Mining transcriptomic data to study the origins and evolution of a plant allopolyploid complex

PeerJ. 2014 May 20:2:e391. doi: 10.7717/peerj.391. eCollection 2014.

Abstract

Allopolyploidy combines two progenitor genomes in the same nucleus. It is a common speciation process, especially in plants. Deciphering the origins of polyploid species is a complex problem due to, among other things, extinct progenitors, multiple origins, gene flow between different polyploid populations, and loss of parental contributions through gene or chromosome loss. Among the perennial species of Glycine, the plant genus that includes the cultivated soybean (G. max), are eight allopolyploid species, three of which are studied here. Previous crossing studies and molecular systematic results from two nuclear gene sequences led to hypotheses of origin for these species from among extant diploid species. We use several phylogenetic and population genomics approaches to clarify the origins of the genomes of three of these allopolyploid species using single nucleotide polymorphism data and a guided transcriptome assembly. The results support the hypothesis that all three polyploid species are fixed hybrids combining the genomes of the two putative parents hypothesized on the basis of previous work. Based on mapping to the soybean reference genome, there appear to be no large regions for which one homoeologous contribution is missing.
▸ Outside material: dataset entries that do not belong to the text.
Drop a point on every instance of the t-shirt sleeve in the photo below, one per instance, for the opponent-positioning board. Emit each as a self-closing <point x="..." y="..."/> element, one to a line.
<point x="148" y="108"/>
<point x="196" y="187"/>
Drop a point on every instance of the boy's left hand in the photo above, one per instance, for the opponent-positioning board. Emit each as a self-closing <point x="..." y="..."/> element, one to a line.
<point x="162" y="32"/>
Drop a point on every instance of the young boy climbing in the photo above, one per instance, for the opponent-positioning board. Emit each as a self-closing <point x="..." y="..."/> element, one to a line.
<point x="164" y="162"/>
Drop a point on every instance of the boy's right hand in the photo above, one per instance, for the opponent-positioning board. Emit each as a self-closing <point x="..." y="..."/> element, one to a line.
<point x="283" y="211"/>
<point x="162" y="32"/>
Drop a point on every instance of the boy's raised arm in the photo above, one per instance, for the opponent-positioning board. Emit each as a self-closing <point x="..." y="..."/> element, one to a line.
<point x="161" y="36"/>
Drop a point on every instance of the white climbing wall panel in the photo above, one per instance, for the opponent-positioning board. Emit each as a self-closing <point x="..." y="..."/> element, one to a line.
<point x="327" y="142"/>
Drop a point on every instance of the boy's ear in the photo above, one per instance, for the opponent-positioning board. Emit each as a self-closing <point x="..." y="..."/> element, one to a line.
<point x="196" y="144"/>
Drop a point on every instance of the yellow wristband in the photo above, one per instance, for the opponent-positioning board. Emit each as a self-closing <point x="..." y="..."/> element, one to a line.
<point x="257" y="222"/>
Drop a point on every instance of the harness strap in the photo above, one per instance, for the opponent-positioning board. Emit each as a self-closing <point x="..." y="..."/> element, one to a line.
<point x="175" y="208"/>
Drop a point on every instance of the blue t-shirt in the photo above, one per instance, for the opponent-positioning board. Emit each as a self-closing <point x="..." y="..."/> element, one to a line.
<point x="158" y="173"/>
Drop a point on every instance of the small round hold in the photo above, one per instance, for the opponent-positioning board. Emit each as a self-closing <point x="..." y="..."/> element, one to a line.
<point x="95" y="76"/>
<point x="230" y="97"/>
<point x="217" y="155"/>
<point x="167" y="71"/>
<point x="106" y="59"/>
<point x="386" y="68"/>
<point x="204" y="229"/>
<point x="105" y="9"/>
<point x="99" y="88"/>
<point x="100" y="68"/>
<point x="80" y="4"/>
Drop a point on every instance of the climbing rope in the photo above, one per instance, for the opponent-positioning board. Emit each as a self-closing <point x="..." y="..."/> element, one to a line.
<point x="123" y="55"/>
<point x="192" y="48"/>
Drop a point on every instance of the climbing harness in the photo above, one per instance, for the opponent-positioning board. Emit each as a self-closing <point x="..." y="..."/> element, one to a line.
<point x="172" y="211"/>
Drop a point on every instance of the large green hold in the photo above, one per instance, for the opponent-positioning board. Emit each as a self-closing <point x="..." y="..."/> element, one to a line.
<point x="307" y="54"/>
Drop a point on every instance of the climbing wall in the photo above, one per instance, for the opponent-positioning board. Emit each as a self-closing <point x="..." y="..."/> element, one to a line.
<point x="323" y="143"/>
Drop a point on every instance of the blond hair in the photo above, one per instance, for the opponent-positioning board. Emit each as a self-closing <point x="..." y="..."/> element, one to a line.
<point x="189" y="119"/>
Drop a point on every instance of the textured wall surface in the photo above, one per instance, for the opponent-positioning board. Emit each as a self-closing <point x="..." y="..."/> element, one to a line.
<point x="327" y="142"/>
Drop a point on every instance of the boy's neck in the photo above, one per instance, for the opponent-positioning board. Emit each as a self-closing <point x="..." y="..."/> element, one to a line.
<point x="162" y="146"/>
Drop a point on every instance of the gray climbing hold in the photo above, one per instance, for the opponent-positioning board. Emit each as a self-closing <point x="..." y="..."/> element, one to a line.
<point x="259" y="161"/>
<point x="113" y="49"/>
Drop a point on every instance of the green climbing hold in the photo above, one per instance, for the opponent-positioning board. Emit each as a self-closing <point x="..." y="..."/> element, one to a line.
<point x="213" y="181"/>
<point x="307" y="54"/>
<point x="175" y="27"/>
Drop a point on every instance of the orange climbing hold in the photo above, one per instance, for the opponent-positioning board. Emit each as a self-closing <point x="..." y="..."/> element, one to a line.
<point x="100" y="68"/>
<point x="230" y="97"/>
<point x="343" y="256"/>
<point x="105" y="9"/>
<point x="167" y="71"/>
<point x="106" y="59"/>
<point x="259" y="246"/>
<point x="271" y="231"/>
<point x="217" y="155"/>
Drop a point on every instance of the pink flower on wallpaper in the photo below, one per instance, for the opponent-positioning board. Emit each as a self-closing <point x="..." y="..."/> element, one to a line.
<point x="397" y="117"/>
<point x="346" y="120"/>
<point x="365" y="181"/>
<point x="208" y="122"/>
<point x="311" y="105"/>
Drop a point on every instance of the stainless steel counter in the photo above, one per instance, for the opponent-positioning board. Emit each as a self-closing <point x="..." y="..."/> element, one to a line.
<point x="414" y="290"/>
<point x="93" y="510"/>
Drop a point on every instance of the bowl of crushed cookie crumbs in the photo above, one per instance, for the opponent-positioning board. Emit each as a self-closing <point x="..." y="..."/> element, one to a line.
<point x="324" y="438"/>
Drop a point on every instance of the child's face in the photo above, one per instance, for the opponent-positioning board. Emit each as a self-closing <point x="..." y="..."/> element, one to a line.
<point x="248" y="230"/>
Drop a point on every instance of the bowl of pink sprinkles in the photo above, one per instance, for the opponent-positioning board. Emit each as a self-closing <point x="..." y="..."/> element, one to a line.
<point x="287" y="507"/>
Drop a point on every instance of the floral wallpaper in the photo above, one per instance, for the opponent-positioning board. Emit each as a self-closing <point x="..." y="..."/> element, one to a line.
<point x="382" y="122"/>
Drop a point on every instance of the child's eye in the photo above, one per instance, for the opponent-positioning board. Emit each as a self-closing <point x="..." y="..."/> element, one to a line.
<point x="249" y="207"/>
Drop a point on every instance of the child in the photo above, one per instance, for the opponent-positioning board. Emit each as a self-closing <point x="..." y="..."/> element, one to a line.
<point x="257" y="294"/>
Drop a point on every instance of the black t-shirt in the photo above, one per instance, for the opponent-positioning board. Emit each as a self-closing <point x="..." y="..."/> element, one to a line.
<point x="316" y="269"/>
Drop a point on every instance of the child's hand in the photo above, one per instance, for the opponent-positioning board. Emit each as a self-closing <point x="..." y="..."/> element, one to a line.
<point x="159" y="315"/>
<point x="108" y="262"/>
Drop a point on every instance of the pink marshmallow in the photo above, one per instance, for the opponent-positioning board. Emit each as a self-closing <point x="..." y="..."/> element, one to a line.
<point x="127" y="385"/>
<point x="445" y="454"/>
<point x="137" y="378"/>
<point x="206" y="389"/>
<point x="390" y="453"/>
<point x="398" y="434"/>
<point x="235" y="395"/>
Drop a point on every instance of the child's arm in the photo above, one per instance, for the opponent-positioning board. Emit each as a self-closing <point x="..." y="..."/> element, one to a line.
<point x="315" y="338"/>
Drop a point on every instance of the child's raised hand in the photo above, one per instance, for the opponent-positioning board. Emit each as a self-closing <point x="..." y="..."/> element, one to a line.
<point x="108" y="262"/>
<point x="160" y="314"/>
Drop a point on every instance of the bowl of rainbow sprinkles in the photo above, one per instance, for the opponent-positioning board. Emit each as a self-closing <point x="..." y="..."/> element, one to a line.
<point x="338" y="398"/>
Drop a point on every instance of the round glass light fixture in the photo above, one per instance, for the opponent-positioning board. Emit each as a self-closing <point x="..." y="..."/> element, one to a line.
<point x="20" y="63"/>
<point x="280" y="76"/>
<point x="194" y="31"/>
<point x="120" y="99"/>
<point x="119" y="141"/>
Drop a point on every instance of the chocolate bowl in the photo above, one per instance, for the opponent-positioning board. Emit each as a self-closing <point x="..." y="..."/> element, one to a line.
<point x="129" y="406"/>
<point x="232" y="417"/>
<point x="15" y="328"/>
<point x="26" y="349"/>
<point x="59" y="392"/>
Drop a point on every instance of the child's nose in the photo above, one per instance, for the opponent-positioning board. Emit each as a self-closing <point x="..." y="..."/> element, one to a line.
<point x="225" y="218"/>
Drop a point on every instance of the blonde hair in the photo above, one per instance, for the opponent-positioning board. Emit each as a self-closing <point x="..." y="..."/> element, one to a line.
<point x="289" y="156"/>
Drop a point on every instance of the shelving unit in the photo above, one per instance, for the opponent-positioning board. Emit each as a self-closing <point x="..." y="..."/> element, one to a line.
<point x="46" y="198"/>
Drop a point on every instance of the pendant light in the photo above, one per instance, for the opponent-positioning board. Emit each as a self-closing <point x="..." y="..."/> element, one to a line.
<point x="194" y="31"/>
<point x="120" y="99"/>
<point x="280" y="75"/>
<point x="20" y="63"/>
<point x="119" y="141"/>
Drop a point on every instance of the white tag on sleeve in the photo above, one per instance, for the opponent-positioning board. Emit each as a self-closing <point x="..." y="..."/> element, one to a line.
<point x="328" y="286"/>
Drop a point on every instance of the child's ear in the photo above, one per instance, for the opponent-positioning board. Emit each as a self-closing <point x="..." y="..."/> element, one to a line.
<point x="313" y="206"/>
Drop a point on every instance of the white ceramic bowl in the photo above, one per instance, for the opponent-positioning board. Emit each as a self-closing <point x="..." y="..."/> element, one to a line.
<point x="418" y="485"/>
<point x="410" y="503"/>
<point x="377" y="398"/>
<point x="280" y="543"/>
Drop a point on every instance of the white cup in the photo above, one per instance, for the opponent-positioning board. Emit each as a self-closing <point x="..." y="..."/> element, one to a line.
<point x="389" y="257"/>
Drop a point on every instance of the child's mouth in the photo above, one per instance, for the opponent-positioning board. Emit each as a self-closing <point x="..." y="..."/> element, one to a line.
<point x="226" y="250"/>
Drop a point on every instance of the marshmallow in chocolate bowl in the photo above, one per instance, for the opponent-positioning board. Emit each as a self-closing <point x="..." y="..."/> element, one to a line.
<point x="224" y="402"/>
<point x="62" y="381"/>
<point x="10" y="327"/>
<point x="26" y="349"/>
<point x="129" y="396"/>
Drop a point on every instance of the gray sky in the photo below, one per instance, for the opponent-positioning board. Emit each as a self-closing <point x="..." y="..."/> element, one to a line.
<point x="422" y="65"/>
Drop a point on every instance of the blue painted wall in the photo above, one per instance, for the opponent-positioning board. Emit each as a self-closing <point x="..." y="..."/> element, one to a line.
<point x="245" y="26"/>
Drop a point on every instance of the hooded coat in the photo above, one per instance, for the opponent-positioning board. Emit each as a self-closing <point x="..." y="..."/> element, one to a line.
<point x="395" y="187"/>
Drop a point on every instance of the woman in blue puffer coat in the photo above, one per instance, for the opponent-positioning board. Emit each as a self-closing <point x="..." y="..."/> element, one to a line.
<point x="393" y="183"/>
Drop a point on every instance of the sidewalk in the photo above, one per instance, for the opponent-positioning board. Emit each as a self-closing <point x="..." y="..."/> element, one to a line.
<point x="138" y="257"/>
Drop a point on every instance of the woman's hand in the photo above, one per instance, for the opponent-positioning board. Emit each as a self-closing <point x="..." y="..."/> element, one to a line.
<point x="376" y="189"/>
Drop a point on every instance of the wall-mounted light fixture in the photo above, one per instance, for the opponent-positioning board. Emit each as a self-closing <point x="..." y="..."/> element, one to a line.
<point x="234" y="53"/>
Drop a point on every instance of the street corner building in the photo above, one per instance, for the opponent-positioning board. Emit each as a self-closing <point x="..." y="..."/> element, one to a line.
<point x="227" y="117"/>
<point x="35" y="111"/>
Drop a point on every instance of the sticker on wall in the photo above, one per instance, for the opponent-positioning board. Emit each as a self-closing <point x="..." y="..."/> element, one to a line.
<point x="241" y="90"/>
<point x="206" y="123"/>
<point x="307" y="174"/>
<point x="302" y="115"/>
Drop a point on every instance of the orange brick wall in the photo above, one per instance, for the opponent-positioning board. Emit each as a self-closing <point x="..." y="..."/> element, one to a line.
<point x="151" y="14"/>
Phylogenetic analyses of 27 selected transcripts using a coalescent approach also are consistent with multiple origins for these allopolyploid species, and suggest that origins occurred within the last several hundred thousand years.

Keywords: NGS; Phylogenetics; Polyploidy; Population genomics.

Grants and funding

We received longstanding support from the US National Science Foundation for our research on Glycine, most recently awards 0822258 and 0939423. The funders had no role in study design, data collection and analysis, decision to publish, or preparation of the manuscript.